Describing Parquet data

The following table shows the properties you must provide in a data source description for each data field in a location, event or properties block with Parquet format data.

Setting Description
id The name for the column in the database table
Example: taxi_id
The ID specified should contain only numbers, lowercase letters and underscores and should start with a lowercase letter.
sourceFieldName The name of the field in the Parquet object
Example: "tid"
purpose (Optional)
This setting enables you to identify the following fields for specialized indexing:
- latitude
- longitude
- source_id
See Special fields for more information.
sqlType The SQL data type for this field. For more information about the data types supported, see Types of data.
Example: VARCHAR

For example:

{
    "id": "taxi_id",
    "sourceFieldName": "tid",
    "purpose": "SOURCE_ID",
    "sqlType": "VARCHAR"
}

Data validation

For Parquet format data, a valid parquet file will have rows consistent with its own internal schema. Your source data is therefore unlikely to get rejected because of invalid data.

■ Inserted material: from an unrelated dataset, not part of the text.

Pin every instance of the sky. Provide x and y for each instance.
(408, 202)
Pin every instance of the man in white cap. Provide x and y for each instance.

For a given row, if the source field:

  • is referenced that does not exist, the value associated with that field will be considered invalid.
  • is an empty string, it will be interpreted as an empty string (the validity of this is based on its field specification)
  • has a value null, it will be interpreted as NULL (the validity of this is based on its field specification)

Please do not attempt to ingest parquet files with columns made entirely of NULL values, as this will cause the ingest to fail.